Nina Davuluri – Leeching on to the woman who won

Nina Davuluri’s win at Miss America 2014 pageant has created ripples on the social network for all the wrong reasons. And looking at all the hate that is coming from the people around, my annoyance at the blatant discrimination has risen along with the rest of the world.

My first concern stems from the fact that it is coming from people who are themselves settlers in a foreign land, albeit 200 years ago, but settlers nevertheless. They are all – some of them very scarily ignorant – equating Indians/ Asians/ Arabs to terrorism.


Not only that... in ‘The land of Opportunities’, these people are blaming immigrants for everything that is going wrong with their country while reacting to a woman who has merely won a beauty pageant.

America – which stands on the grounds of giving anyone who comes to its shores, the opportunities to make a safe haven for themselves and their families - has turned into this ugly land of bigotry. And it is not just America that is suffering. The economic downturn all over the world has made sure that people are angry with the lack of jobs and are willing to vent it out on whatever outlet they get.

In any case, I don’t think she would have been able to become a beauty queen in India. She would have probably been sitting at home listening to her friends say how she should put on Haldi and Milk to lighten her tone and just concentrate on becoming the doctor she wants to be and marry the first boy she meets.

We Indians have some serious racism issues, very well charted by the media over the past few years. Internet memes have been doing rounds about our inherent racism and sexism about people within our own country regarding class, caste and language. We have problems with skin colour with my friends obsessing over the latest way to turn fairer or thinner for the purpose of getting married. And that’s not even scratching the surface of our mindset.

What made me want to write this piece was how the people around me, in India, have reacted.

Racism apart – for some reason, the minute someone from Indian origin starts becoming famous outside the country, he/she becomes ‘Indian’. For all facts and purposes Nina Davuluri is American.
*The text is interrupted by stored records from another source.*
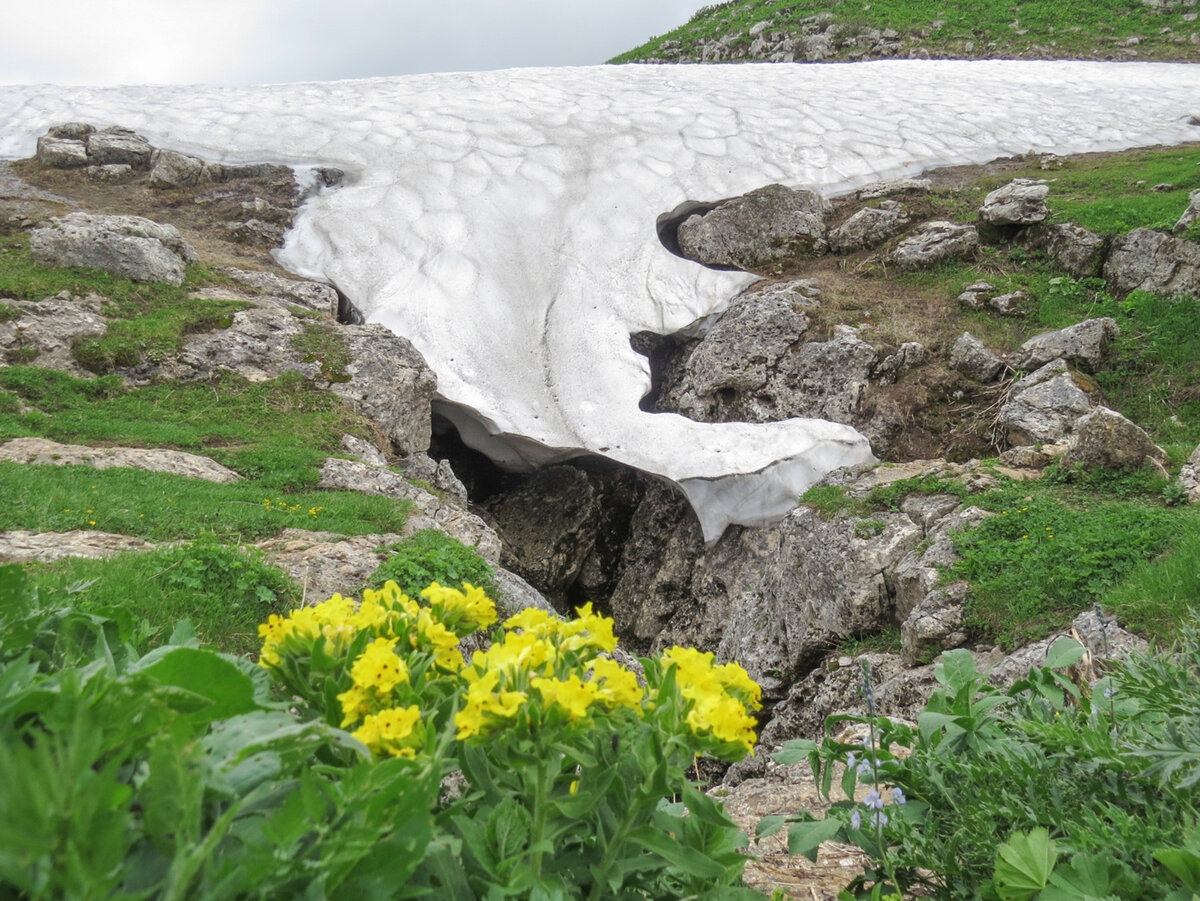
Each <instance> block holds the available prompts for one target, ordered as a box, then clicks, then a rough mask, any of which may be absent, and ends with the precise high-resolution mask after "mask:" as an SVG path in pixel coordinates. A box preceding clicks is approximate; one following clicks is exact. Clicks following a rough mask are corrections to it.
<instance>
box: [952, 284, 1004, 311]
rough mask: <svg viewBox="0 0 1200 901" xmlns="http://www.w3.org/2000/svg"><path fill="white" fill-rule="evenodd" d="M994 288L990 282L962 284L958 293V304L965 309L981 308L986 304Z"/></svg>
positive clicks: (993, 286)
mask: <svg viewBox="0 0 1200 901" xmlns="http://www.w3.org/2000/svg"><path fill="white" fill-rule="evenodd" d="M994 290H996V286H994V284H992V283H991V282H972V283H971V284H967V286H964V288H962V293H961V294H959V304H960V305H961V306H964V307H966V308H967V310H983V308H984V307H986V306H988V299H989V298H990V296H991V293H992V292H994Z"/></svg>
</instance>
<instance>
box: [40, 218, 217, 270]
mask: <svg viewBox="0 0 1200 901" xmlns="http://www.w3.org/2000/svg"><path fill="white" fill-rule="evenodd" d="M29 247H30V250H31V251H32V253H34V259H35V260H36V262H37V264H38V265H42V266H89V268H91V269H102V270H103V271H106V272H112V274H114V275H119V276H124V277H126V278H132V280H133V281H136V282H167V283H168V284H182V283H184V276H185V275H186V271H187V264H190V263H194V262H196V251H194V250H193V248H192V246H191V245H190V244H187V241H185V240H184V239H182V236H181V235H180V234H179V232H178V230H176V229H175V228H174V227H172V226H163V224H160V223H157V222H151V221H150V220H148V218H143V217H142V216H96V215H92V214H88V212H71V214H67V215H66V216H61V217H59V218H54V220H50V222H49V223H48V224H47V226H44V227H43V228H35V229H34V230H32V232H30V234H29Z"/></svg>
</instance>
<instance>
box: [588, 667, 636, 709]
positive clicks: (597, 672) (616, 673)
mask: <svg viewBox="0 0 1200 901" xmlns="http://www.w3.org/2000/svg"><path fill="white" fill-rule="evenodd" d="M588 666H589V667H590V668H592V681H593V684H595V685H596V701H600V702H601V703H605V704H607V705H610V707H631V708H634V709H637V710H640V709H641V707H642V693H643V692H642V686H641V685H638V684H637V677H636V675H635V674H634V673H631V672H630V671H629V669H626V668H625V667H623V666H622V665H620V663H618V662H617V661H616V660H610V659H608V657H596V659H595V660H593V661H592V662H590V663H589V665H588Z"/></svg>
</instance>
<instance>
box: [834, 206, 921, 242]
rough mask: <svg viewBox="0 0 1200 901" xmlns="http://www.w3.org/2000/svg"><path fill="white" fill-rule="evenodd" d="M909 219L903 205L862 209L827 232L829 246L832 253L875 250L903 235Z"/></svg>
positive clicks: (870, 206)
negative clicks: (876, 246) (896, 235)
mask: <svg viewBox="0 0 1200 901" xmlns="http://www.w3.org/2000/svg"><path fill="white" fill-rule="evenodd" d="M911 218H912V217H911V216H910V215H908V210H906V209H905V206H904V204H900V203H898V202H895V200H883V202H882V203H881V204H880V205H878V206H865V208H863V209H862V210H859V211H858V212H856V214H854V215H853V216H851V217H850V218H848V220H846V221H845V222H842V223H841V224H840V226H838V228H835V229H833V230H832V232H830V233H829V247H830V248H832V250H833V251H834V252H835V253H852V252H854V251H860V250H865V248H868V247H876V246H878V245H881V244H883V242H884V241H887V240H888V239H889V238H892V236H893V235H896V234H899V233H900V232H902V230H904V229H905V227H906V226H907V224H908V222H910V221H911Z"/></svg>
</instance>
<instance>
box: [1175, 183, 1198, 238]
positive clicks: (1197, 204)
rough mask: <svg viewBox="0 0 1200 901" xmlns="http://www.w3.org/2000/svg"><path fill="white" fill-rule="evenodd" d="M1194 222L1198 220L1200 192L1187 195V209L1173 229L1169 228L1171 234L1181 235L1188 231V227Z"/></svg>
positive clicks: (1179, 219)
mask: <svg viewBox="0 0 1200 901" xmlns="http://www.w3.org/2000/svg"><path fill="white" fill-rule="evenodd" d="M1196 220H1200V191H1193V192H1192V193H1189V194H1188V209H1186V210H1184V211H1183V214H1182V215H1181V216H1180V218H1178V220H1177V221H1176V223H1175V227H1174V228H1171V232H1172V234H1176V235H1182V234H1183V233H1184V232H1187V230H1188V226H1190V224H1192V223H1193V222H1195V221H1196Z"/></svg>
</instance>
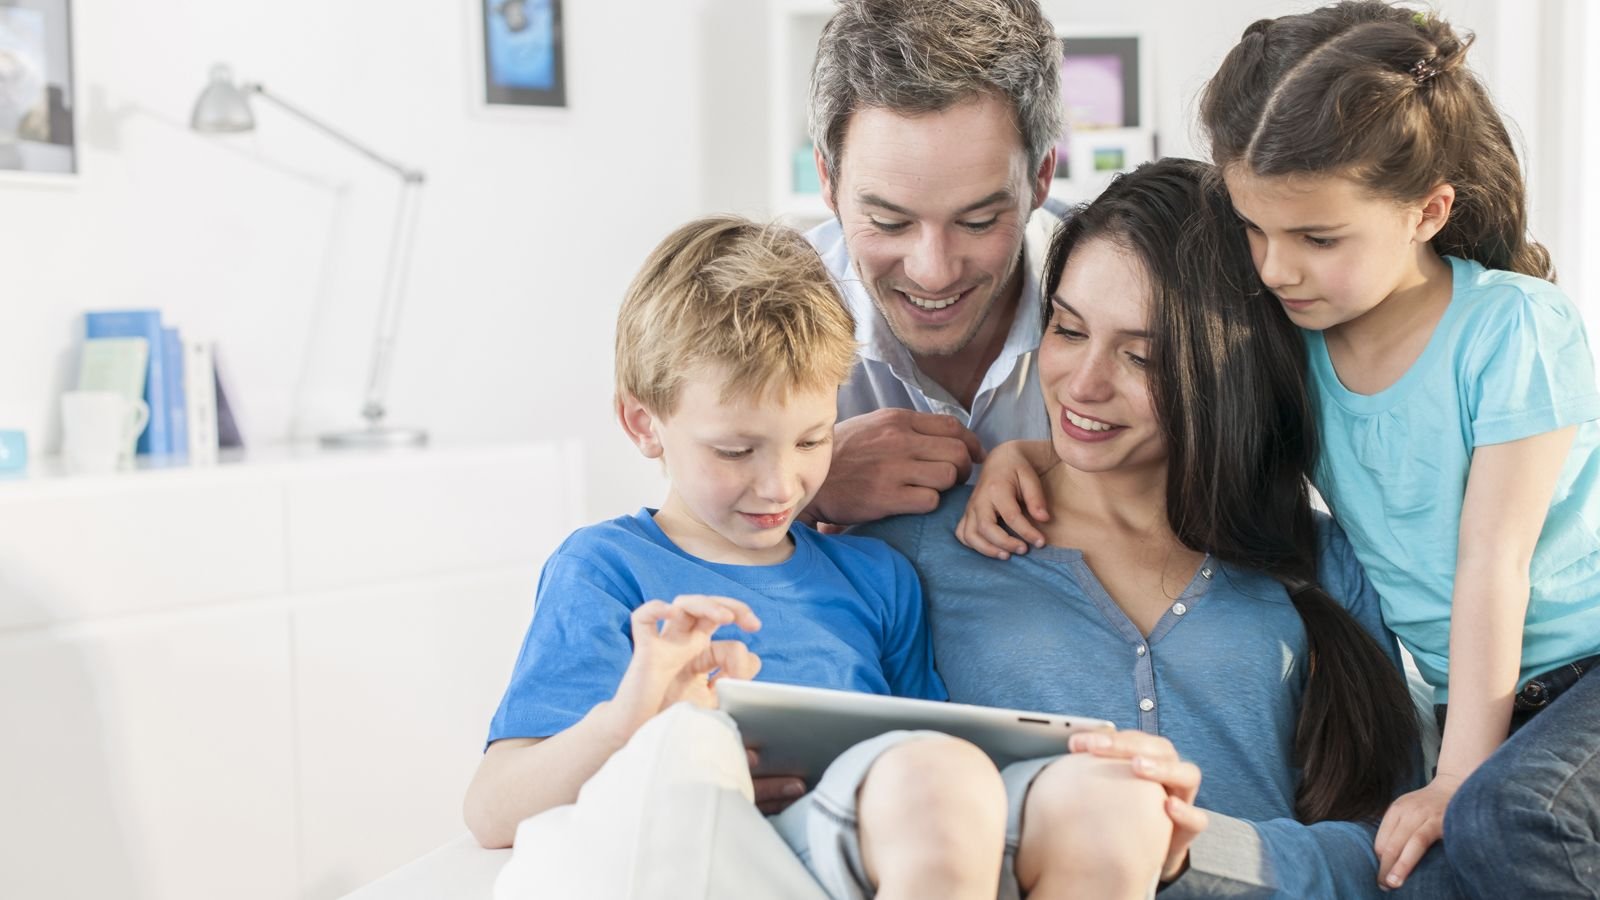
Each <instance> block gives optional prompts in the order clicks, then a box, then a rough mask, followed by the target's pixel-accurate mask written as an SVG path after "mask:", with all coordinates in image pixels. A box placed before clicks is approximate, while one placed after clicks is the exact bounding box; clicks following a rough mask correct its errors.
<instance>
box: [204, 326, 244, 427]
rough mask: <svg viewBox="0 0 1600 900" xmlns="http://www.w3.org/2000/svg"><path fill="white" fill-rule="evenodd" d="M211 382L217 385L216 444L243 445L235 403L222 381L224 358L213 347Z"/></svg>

Just like Manoj Knight Shyamalan was when he shot to fame with ‘Sixth Sense’. Apart from the history that Nina’s parents are from India and the fact that she danced to a Bollywood number, she is ‘American’.

Ethnicity is different from a sense of belonging. You cannot possibly tell all the migrants from post-partition ‘Pakistanis’. They have well and truly settled in India for good.
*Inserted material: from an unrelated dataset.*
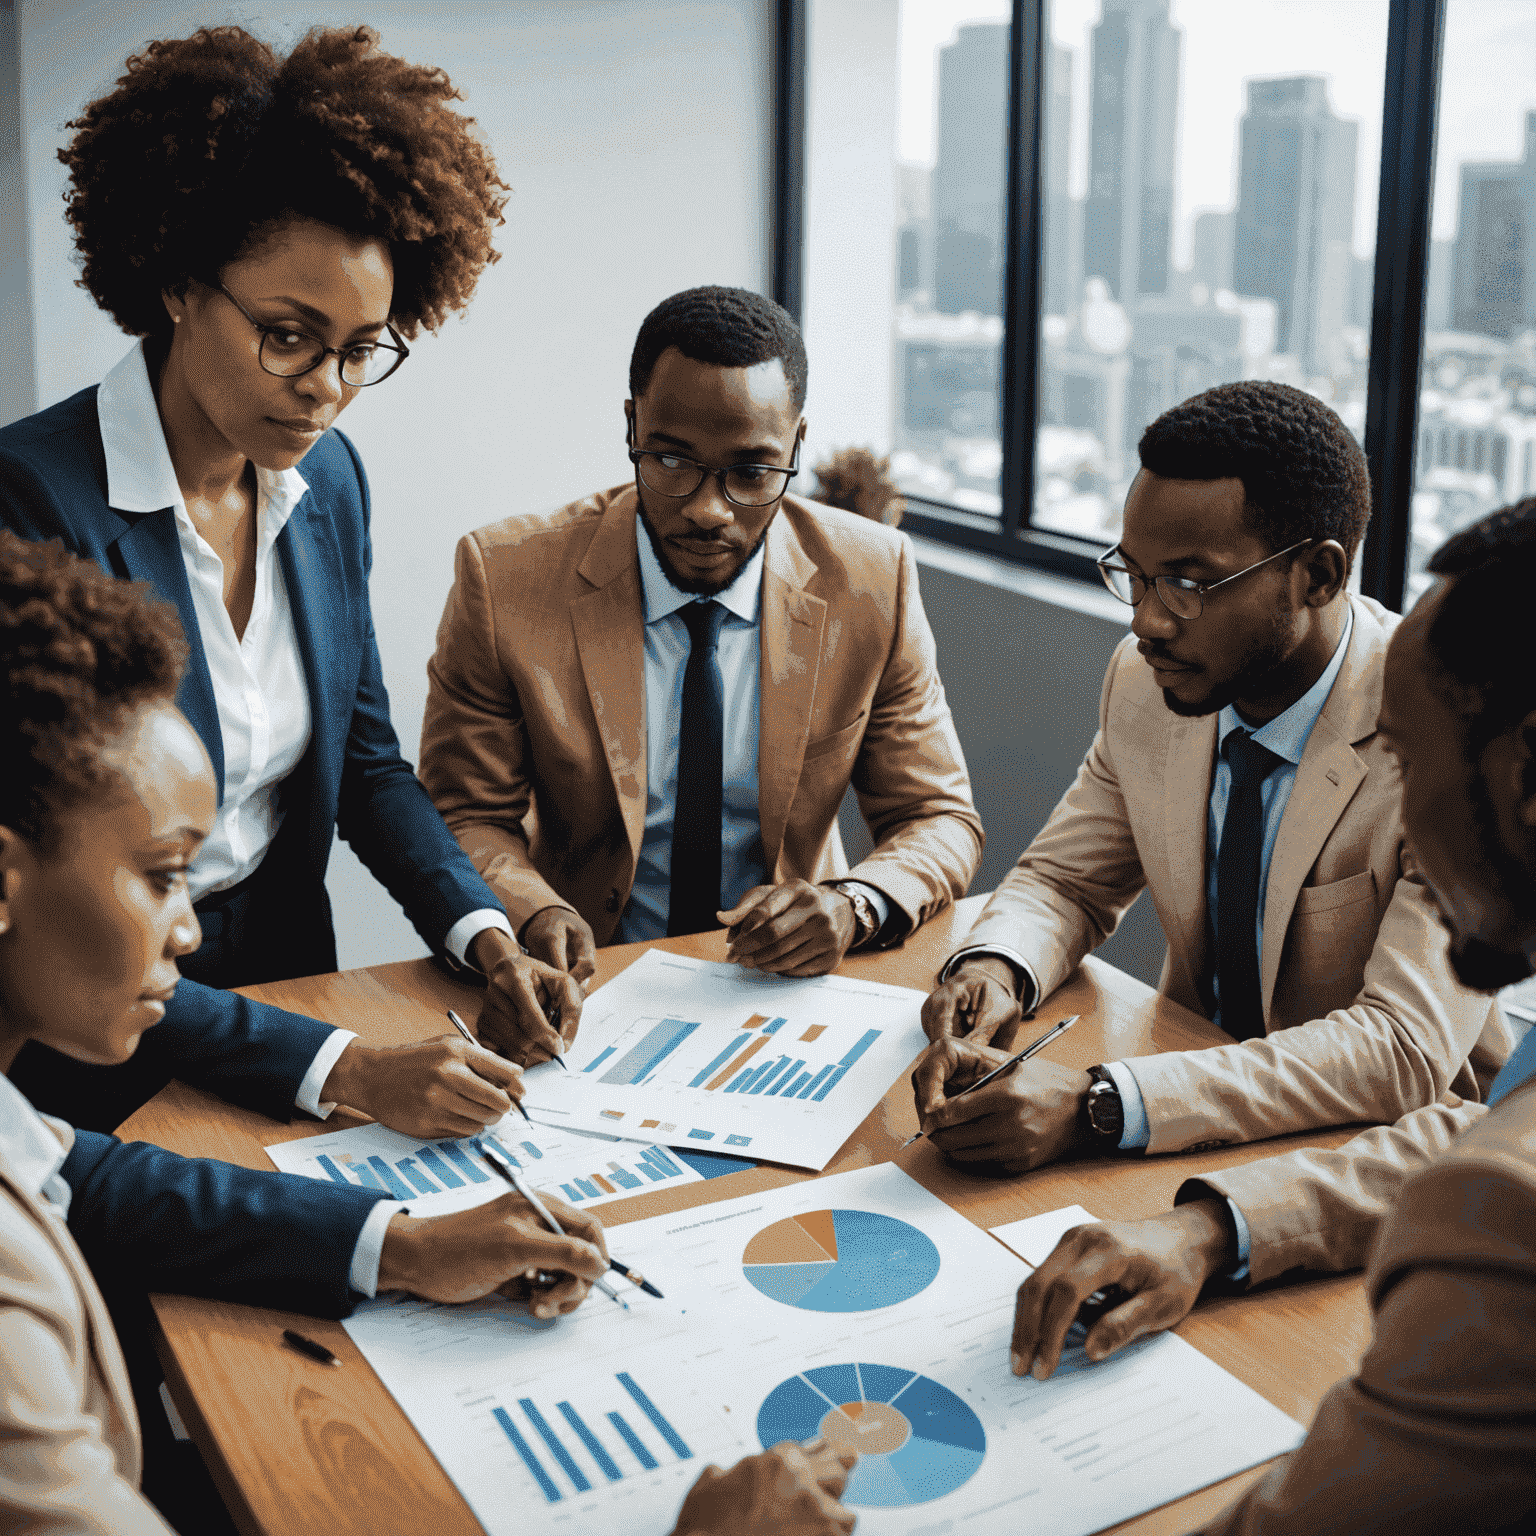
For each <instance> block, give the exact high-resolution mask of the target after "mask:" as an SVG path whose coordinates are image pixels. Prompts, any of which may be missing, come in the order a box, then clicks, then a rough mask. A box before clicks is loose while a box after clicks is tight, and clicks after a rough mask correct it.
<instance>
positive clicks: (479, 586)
mask: <svg viewBox="0 0 1536 1536" xmlns="http://www.w3.org/2000/svg"><path fill="white" fill-rule="evenodd" d="M421 780H422V783H424V785H425V786H427V790H429V793H430V794H432V799H433V802H435V805H436V806H438V809H439V811H441V813H442V817H444V820H445V822H447V823H449V826H450V828H452V829H453V834H455V836H456V837H458V840H459V845H461V846H462V848H464V851H465V854H468V857H470V862H472V863H473V865H475V868H476V869H478V871H479V872H481V874H482V876H484V877H485V880H488V882H490V885H492V886H493V888H495V891H496V894H498V895H499V897H501V903H502V906H505V909H507V915H508V917H510V919H511V926H513V931H515V932H521V931H522V928H524V925H525V923H527V922H528V919H530V917H533V914H535V912H539V911H542V909H544V908H547V906H562V908H565V909H568V911H574V908H571V905H570V902H567V900H564V899H562V897H561V895H559V894H558V892H556V891H554V888H553V886H551V885H550V883H548V882H547V880H545V879H544V877H542V876H541V874H539V872H538V869H535V868H533V860H531V859H530V856H528V837H527V833H525V831H524V819H525V817H527V814H528V811H530V808H531V805H533V780H531V777H530V774H528V733H527V727H525V725H524V716H522V702H521V700H519V697H518V690H516V687H515V684H513V679H510V677H508V676H507V673H505V670H504V668H502V665H501V662H499V659H498V651H496V622H495V616H493V613H492V601H490V584H488V581H487V578H485V564H484V561H482V558H481V550H479V545H478V544H476V542H475V539H473V536H468V535H465V536H464V538H462V539H459V545H458V550H456V551H455V556H453V590H452V591H450V593H449V601H447V605H445V607H444V610H442V621H441V624H439V625H438V645H436V650H435V651H433V656H432V660H429V662H427V713H425V716H424V719H422V723H421Z"/></svg>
By that logic, the Royals of Bollywood – the Kapoor Family – are from another country and we have no right to be proud about them either. Raj Kapoor, the Showman himself, was born in Peshawar. While Nina Davuluri, with a Telugu parentage, was born in Syracuse, New York, and was brought up partly in Oklahoma and New York. Last time I checked, both Oklahoma and New York were in the United States of America.

It is the same way I consider myself a ‘Delhiite’. I understand, write and speak my mother tongue. But my upbringing has not been the way my father’s was, who was brought up in his village. It will be ridiculous to say that my mother is Bangladeshi because her father lived there.

Everyone keeps in touch with their heritage. So has Davuluri, according to all the information available about her online. But it doesn’t make her Indian. And my heart goes out to her not because I’m an Indian, or I am brown and therefore have some connection with her. I feel for her for all the hate that she is getting for just being different.

And it feels that Indians are becoming more and more ‘optimistic’ opportunists. We lunge on anyone who we think can get us some attention, while disown those who we think have now become expendable and call them traitors for the brain drain they cause!